Ogni abbonato può accedere al servizio tramite cinque differenti modalità: modulo elettronico online, posta elettronica, telefonata, lettera raccomandata e fax.
Per avviare la procedura è sufficiente seguire le indicazioni riportate sul sito della Fondazione Ugo Bordoni.
La nuova norma ha sancito il passaggio dal regime dell’opt-in, che prevede l’esplicito consenso del cliente per poter essere chiamato (autorizzazione che spesso viene data all’insaputa del cittadino nel momento della sottoscrizione del contratto), a quello dell’opt-out, che rende invece tutti gli abbonati contattabili a meno che non si iscrivano al Registro pubblico delle opposizioni.
Con questa legge l’Italia si è allineata al resto d’Europa, dove l’opt out è stato adottato nella maggior parte dei Paesi. A integrare la norma ci hanno poi pensato gli operatori delle telecomunicazioni, riuniti in Asstel. Hanno infatti approvato un codice di autoregolamentazione che prevede orari predefiniti e riduzione della frequenza delle chiamate. I call center possono quindi telefonare dalle 9 alle 21,30 nei giorni feriali e dalle 10 alle 19 il sabato, mentre la domenica e i festivi sono considerati off limits. Secondo Stefano Parisi, presidente di Asstel, l’obiettivo del codice è di “evitare che tutte le famiglie decidano di negare il consenso, mettendo così in crisi un settore in cui lavorano migliaia di persone”.
In concomitanza con l’entrata in vigore del Registro, il Garante della Privacy ha fissato alcuni limiti:
– Se un abbonato ha chiesto a una determinata azienda di non essere più contattato, quell’azienda deve rispettare la sua volontà anche se l’abbonato non è iscritto al Registro.
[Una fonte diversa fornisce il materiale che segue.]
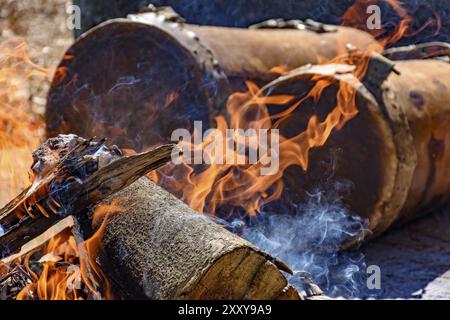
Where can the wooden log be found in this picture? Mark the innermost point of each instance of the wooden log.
(70, 181)
(159, 248)
(394, 154)
(163, 64)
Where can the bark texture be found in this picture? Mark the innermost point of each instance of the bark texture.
(167, 73)
(159, 248)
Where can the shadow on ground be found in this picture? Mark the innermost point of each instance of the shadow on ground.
(414, 260)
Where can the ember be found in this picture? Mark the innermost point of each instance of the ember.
(318, 138)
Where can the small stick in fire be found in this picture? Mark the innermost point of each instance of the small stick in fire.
(88, 172)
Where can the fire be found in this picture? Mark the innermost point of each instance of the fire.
(68, 269)
(210, 188)
(21, 129)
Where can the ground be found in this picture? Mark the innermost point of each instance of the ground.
(414, 259)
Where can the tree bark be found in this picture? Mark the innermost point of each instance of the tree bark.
(162, 64)
(394, 154)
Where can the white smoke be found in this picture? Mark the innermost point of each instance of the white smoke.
(309, 241)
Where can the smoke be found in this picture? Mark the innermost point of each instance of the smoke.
(309, 241)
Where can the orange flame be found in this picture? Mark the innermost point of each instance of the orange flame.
(69, 269)
(206, 188)
(21, 129)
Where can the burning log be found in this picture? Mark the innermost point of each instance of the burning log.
(394, 152)
(84, 176)
(162, 64)
(157, 247)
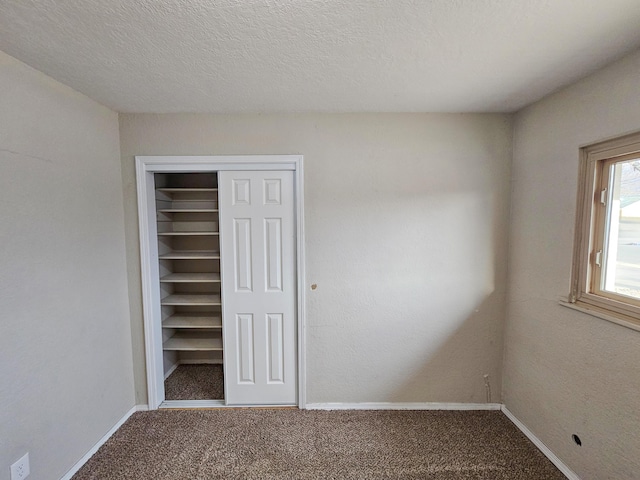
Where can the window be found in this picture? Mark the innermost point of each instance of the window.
(606, 264)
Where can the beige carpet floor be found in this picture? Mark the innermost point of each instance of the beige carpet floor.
(195, 382)
(271, 444)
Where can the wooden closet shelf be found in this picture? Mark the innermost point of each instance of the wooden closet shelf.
(186, 234)
(213, 277)
(183, 299)
(188, 210)
(195, 320)
(190, 255)
(180, 342)
(178, 190)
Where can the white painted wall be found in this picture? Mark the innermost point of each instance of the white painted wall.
(405, 237)
(65, 350)
(566, 372)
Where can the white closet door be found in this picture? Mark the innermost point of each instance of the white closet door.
(257, 239)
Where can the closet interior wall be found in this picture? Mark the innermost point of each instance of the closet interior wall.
(189, 266)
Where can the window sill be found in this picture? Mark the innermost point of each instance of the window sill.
(605, 315)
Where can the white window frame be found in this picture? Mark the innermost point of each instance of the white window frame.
(583, 295)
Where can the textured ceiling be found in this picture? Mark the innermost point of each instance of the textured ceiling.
(318, 55)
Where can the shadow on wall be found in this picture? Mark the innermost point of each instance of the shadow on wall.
(459, 364)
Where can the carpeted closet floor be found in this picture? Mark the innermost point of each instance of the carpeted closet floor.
(195, 382)
(271, 444)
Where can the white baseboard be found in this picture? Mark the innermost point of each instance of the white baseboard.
(403, 406)
(78, 465)
(570, 474)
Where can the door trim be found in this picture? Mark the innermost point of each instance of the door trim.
(146, 166)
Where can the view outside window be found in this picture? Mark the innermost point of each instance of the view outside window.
(622, 230)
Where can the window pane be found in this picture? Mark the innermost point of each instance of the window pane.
(621, 268)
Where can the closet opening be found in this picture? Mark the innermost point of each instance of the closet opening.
(222, 264)
(190, 285)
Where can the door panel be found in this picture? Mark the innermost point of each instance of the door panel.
(257, 242)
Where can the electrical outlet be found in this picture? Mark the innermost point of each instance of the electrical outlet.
(20, 469)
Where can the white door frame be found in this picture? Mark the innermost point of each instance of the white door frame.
(146, 166)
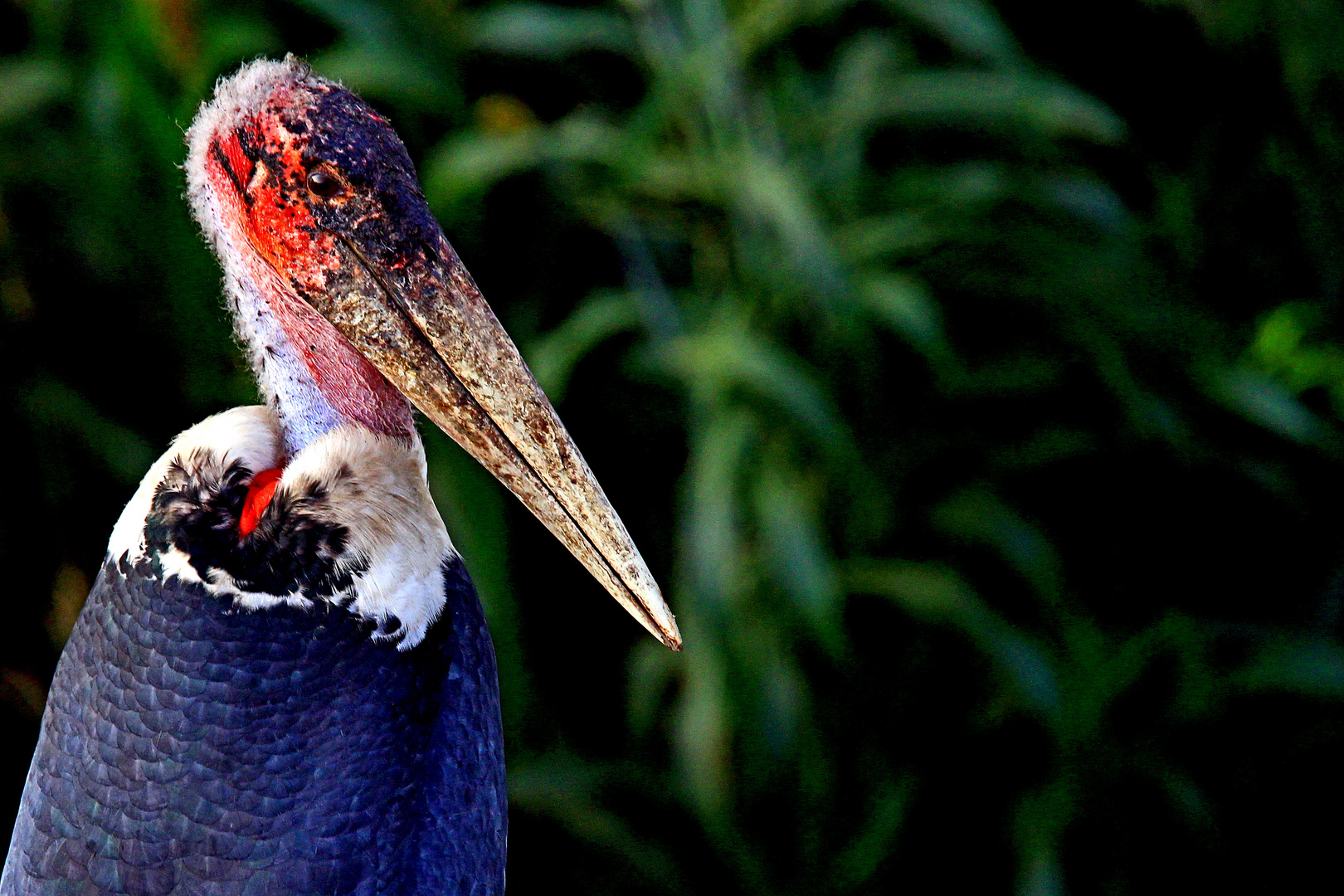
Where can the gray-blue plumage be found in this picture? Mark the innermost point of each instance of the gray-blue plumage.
(190, 747)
– La singola azienda che abbia invece ricevuto in passato il consenso dell’abbonato a ricevere telefonate promozionali potrà contattarlo, anche se questi è iscritto al Registro. Il consenso può comunque essere ritirato in qualsiasi momento.
– Con l’entrata in vigore del Registro, per gli operatori si afferma il divieto di utilizzare numerazioni telefoniche contenute in banche dati senza aver prima ottenuto una specifica autorizzazione.
– Le numerazioni presenti in atti e registri pubblici possono essere utilizzate soltanto se direttamente funzionali all’attività svolta dall’interessato o se il telemarketing è previsto dalla normativa di riferimento.

Cambia anche la pubblicità postale
Il decreto Sviluppo, approvato lo scorso 4 maggio, introduce l’utilizzo del Registro delle opposizioni anche per la pubblicità postale.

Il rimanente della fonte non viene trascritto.